C. Paid results do strongly impact organic click-through rate, especially in certain queries.

Across the board, what we’ve seen is that paid searches on average, in all of Google, gets between 2% and 3% of all clicks, of all searches result in a paid click. Organic, it’s something between about 47% and 57% of all searches result in an organic click. But remember there are many searches where there are no paid clicks, and there are many searches where paid gets a ton of traffic. If you haven’t seen it yet, there was a blog post from Moz last week, from the folks at Wayfair, and they talked about how incredibly their SERP click-through rates have changed because of the appearance of ads.

So, for example, I search for dining room table lighting, and you can see on your mobile or on desktop how Google has these rich image ads, and you can sort of select different ones. I want to see all lighting. I want to see black lighting. I want to see chrome lighting. Then there are ads below that, the normal paid text ads, and then way, way down here, there are the organic results.

So this is probably taking up between 25% and 50% of all the clicks to this page are going to the paid search results, biasing the click-through rate massively, which means if you bid in certain cases, you may find that you will actually change the click-through rate curve for the entire SERP and change that click-through rate opportunity for the keyword.

D. Paid ad clicks may lead to increased links, mentions, coverage, sharing, etc. that can boost organic rankings.

So paid ad clicks may lead to other things. If someone clicks on a paid ad, they might get to that site, and then they might decide to link to it, to mention that brand somewhere else, to provide media coverage or social media coverage, to do sharing of some kind. All of those things can — some of them directly, some of them indirectly — boost rankings. So it is often the case that when you grow the engagement, the traffic of a website overall, especially if that website is providing a compelling experience that someone might want to write about, share, cover, or amplify in some way, that can boost the rankings, and we do see this sometimes, especially for queries that have a strong overlap in terms of their content, value, and usefulness, and they’re not just purely commercial in intent.

E. Bidding on search queries can affect the boarder market around those searches by shifting searcher demand, incentivizing (or de-incentivizing) content creation, etc.

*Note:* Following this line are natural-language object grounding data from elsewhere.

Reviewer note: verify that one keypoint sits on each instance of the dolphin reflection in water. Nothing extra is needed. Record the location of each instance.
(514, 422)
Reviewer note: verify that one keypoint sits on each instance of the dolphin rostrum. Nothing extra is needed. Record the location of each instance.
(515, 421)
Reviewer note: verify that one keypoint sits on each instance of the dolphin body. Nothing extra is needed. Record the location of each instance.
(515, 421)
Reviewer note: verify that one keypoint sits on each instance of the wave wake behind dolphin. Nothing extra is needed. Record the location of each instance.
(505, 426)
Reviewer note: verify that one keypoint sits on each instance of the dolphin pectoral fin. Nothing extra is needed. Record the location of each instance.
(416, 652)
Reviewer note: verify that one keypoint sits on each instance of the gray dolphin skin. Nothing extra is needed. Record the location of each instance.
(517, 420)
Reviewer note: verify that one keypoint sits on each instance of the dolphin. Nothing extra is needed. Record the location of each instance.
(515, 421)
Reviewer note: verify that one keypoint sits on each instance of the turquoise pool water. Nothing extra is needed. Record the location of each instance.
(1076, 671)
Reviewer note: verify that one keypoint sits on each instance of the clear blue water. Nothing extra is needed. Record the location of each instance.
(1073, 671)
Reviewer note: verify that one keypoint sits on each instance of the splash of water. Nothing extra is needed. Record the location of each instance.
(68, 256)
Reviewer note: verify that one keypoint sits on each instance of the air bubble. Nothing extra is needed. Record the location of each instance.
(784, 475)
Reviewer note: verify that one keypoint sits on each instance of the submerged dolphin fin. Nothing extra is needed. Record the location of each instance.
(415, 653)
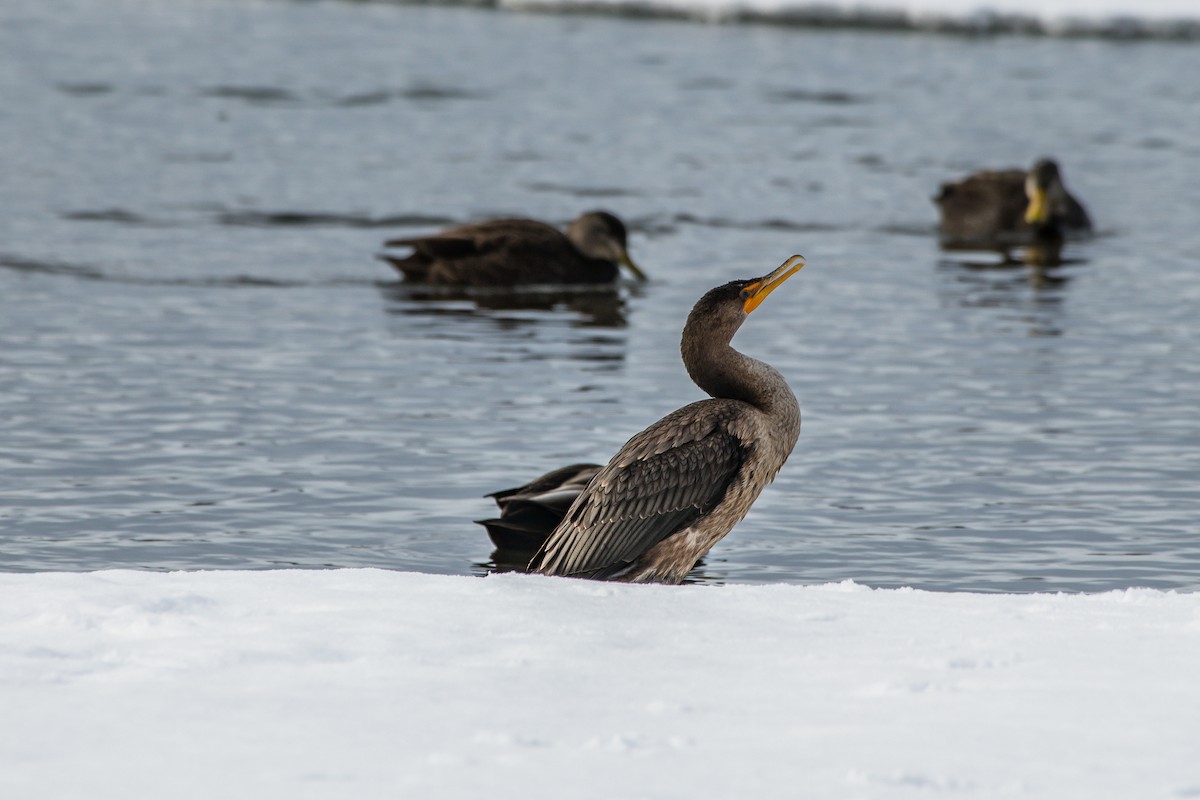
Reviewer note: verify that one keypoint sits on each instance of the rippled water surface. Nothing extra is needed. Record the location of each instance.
(202, 365)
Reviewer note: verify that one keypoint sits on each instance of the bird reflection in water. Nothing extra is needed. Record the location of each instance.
(595, 306)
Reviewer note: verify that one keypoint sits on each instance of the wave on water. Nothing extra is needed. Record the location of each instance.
(1067, 18)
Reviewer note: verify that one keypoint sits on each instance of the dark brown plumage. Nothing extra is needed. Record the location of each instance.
(1011, 206)
(681, 485)
(519, 252)
(529, 512)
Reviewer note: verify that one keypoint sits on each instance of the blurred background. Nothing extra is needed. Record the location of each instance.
(203, 365)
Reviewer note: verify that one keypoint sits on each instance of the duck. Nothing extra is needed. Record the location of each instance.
(1011, 206)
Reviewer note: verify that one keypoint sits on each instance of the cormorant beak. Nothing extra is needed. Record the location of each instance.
(624, 259)
(757, 292)
(1038, 210)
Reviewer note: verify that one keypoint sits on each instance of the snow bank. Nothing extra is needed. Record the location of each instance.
(1119, 18)
(372, 684)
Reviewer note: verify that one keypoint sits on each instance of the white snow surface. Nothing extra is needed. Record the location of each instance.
(375, 684)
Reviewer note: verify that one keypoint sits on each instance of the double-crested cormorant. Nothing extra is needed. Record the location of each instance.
(681, 485)
(516, 252)
(1011, 206)
(529, 512)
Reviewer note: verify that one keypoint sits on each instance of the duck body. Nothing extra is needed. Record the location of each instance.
(1009, 206)
(513, 252)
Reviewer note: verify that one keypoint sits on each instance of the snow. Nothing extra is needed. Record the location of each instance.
(376, 684)
(1171, 18)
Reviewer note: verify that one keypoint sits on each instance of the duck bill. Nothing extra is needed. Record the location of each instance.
(628, 263)
(757, 292)
(1039, 208)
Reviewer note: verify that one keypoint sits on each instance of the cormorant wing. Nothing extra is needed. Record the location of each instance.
(660, 482)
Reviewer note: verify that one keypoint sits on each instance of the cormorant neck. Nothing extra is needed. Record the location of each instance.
(723, 372)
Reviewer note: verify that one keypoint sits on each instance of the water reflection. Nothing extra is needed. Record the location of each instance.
(517, 560)
(1035, 290)
(593, 307)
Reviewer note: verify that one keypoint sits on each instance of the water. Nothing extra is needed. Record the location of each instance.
(202, 366)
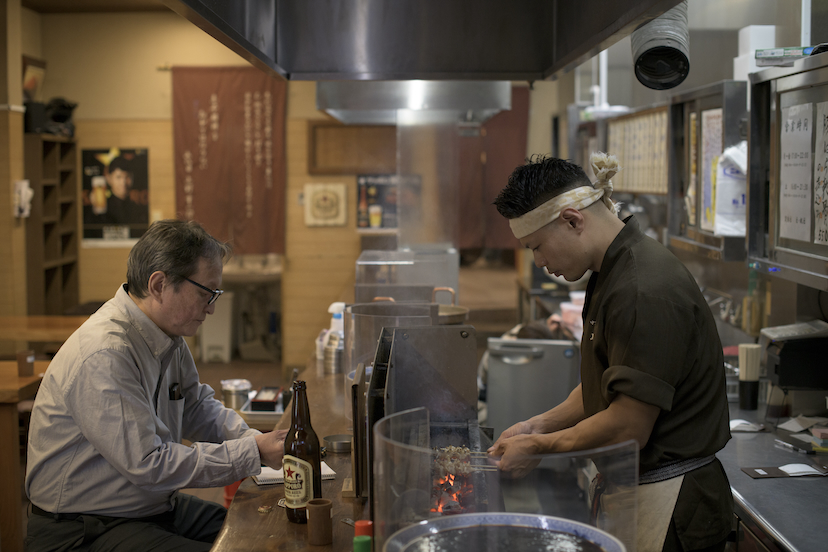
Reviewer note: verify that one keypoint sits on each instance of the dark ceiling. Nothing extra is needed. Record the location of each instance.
(78, 6)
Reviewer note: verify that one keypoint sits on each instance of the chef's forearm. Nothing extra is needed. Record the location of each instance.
(625, 419)
(563, 416)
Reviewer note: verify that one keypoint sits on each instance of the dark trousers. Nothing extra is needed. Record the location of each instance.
(192, 526)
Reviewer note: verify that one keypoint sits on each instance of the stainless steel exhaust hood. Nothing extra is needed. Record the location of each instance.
(418, 39)
(380, 102)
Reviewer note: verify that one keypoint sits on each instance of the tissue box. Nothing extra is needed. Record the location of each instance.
(266, 399)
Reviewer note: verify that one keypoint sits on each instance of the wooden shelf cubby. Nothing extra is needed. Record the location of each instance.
(53, 227)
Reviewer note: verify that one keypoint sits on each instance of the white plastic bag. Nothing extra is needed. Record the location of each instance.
(731, 192)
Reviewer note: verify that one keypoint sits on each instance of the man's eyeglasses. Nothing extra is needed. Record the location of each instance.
(214, 293)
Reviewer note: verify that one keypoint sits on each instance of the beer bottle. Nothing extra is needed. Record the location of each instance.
(301, 465)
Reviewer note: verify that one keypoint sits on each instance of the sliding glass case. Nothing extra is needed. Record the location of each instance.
(704, 122)
(788, 197)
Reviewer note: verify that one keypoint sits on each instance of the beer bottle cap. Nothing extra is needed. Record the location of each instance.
(364, 527)
(362, 543)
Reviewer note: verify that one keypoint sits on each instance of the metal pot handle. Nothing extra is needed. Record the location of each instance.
(434, 294)
(515, 354)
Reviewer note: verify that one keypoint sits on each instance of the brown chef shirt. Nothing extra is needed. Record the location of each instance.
(649, 334)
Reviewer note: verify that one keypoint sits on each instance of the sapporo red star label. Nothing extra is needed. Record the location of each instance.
(298, 482)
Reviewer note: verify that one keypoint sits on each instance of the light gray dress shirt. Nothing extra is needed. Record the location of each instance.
(101, 443)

Last one, and this is a little subtler and more difficult to understand, but basically by bidding on paid search results, you sort of change the market. You affect the market for how people think about content creation there, for how they think about monetization, for how they think about the value of those queries.

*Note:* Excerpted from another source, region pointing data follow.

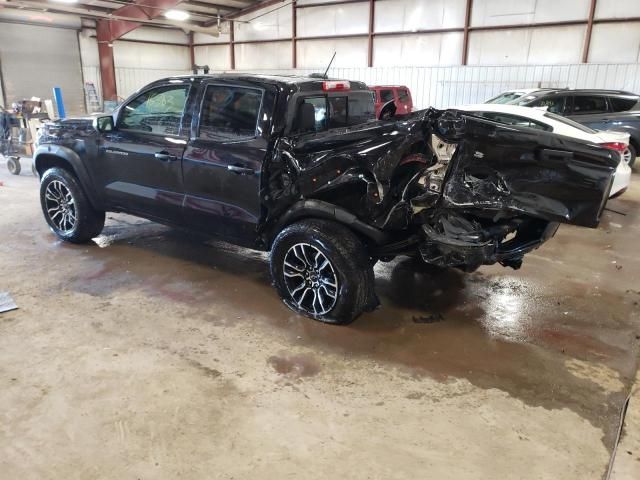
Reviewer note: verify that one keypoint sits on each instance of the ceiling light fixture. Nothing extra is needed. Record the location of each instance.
(179, 15)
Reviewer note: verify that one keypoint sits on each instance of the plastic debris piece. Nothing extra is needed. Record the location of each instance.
(6, 302)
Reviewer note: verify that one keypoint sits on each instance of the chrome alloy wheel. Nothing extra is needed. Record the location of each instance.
(310, 278)
(61, 206)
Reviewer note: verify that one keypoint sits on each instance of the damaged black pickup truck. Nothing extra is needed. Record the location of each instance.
(299, 167)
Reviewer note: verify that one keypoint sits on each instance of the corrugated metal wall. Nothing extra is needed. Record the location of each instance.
(35, 59)
(445, 86)
(448, 86)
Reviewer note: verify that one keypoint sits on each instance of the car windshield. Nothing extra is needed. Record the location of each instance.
(505, 97)
(569, 122)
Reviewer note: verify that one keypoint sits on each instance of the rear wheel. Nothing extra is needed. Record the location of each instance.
(67, 209)
(13, 165)
(321, 269)
(630, 155)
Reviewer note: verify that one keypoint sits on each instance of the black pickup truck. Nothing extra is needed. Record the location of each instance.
(299, 167)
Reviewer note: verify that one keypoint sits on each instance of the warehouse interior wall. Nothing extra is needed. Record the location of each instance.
(35, 59)
(506, 49)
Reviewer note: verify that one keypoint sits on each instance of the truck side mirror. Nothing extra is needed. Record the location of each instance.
(103, 124)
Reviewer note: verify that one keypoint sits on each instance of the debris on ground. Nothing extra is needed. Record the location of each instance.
(431, 318)
(6, 303)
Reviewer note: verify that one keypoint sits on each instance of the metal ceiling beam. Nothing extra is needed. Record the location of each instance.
(465, 36)
(109, 30)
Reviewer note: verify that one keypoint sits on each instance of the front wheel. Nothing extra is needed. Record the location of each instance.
(321, 269)
(629, 155)
(67, 209)
(13, 165)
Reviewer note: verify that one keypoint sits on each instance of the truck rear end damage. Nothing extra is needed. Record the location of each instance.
(456, 190)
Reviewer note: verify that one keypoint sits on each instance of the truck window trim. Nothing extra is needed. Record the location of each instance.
(181, 128)
(203, 95)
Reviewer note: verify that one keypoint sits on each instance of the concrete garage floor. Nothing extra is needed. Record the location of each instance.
(156, 354)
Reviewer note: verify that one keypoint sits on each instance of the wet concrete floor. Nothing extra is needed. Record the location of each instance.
(156, 353)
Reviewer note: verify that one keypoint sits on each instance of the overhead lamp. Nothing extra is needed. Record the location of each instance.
(179, 15)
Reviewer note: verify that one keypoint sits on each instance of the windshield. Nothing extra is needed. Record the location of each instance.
(571, 123)
(505, 97)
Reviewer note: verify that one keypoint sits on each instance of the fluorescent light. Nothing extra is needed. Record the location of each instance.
(179, 15)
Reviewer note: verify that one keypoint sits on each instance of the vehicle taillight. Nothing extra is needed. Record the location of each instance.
(617, 146)
(336, 85)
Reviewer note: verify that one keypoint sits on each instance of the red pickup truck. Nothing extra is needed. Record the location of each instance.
(400, 94)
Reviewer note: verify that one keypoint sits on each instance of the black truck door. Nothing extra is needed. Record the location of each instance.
(139, 162)
(223, 160)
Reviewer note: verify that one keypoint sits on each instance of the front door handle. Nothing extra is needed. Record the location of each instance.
(240, 170)
(165, 156)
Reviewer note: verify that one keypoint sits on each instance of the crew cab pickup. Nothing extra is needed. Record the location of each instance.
(299, 167)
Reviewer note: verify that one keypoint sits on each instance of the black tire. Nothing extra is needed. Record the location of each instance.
(634, 153)
(348, 262)
(13, 165)
(58, 187)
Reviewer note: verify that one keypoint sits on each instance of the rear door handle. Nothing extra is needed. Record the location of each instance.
(240, 170)
(165, 157)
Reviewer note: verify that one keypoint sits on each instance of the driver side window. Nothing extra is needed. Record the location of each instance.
(158, 111)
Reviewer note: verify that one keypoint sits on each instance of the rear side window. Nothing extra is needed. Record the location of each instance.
(229, 113)
(621, 104)
(386, 95)
(337, 111)
(553, 104)
(505, 97)
(584, 104)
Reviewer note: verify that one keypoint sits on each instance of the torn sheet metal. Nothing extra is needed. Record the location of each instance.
(6, 303)
(458, 190)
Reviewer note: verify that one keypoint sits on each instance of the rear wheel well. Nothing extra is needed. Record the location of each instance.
(44, 162)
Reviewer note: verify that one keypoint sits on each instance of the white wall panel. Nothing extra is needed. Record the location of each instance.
(40, 18)
(509, 12)
(273, 25)
(407, 15)
(307, 2)
(417, 50)
(615, 43)
(341, 19)
(617, 8)
(89, 48)
(216, 56)
(146, 55)
(263, 55)
(35, 59)
(526, 45)
(449, 86)
(317, 53)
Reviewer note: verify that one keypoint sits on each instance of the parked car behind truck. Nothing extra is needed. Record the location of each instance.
(299, 167)
(598, 109)
(400, 95)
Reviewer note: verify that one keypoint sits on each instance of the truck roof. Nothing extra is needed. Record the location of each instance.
(299, 81)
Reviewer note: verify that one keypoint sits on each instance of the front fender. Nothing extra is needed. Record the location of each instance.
(50, 155)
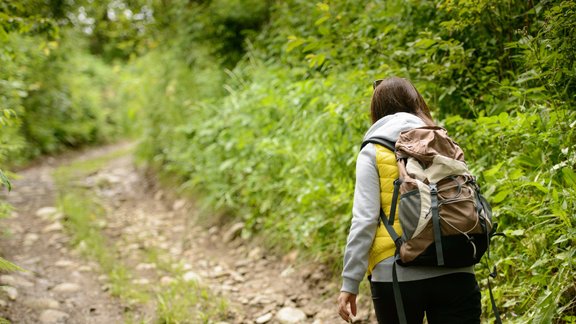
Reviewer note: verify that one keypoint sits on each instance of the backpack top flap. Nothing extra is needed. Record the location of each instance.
(425, 143)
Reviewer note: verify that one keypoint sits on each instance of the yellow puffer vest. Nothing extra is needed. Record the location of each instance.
(383, 246)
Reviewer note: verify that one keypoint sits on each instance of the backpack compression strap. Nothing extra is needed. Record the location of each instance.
(378, 140)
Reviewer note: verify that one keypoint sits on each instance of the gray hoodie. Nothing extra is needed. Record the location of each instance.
(366, 210)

A few years ago, there was no one bidding on and no one interested in the market around insurance discounts as they relate to fitness levels. Then a bunch of companies, insurance companies and fitness tracking companies and all these other folks started getting into this world, and then they started bidding on it, and they created sort of a value chain and a monetization method. Then you saw more competition. You saw more brands entering this space. You saw more affiliates entering. So the organic SERPs themselves became more competitive with the entry of paid, and this happens very often in markets that were under or unmonetized and then become more monetized through paid advertising, through products, through offerings.

So be careful. Sometimes when you start bidding in a space that previously no one was bidding in, no was buying paid ads in, you can invite a lot of new and interesting competition into the search results that can change the whole dynamic of how the search query space works in your sector.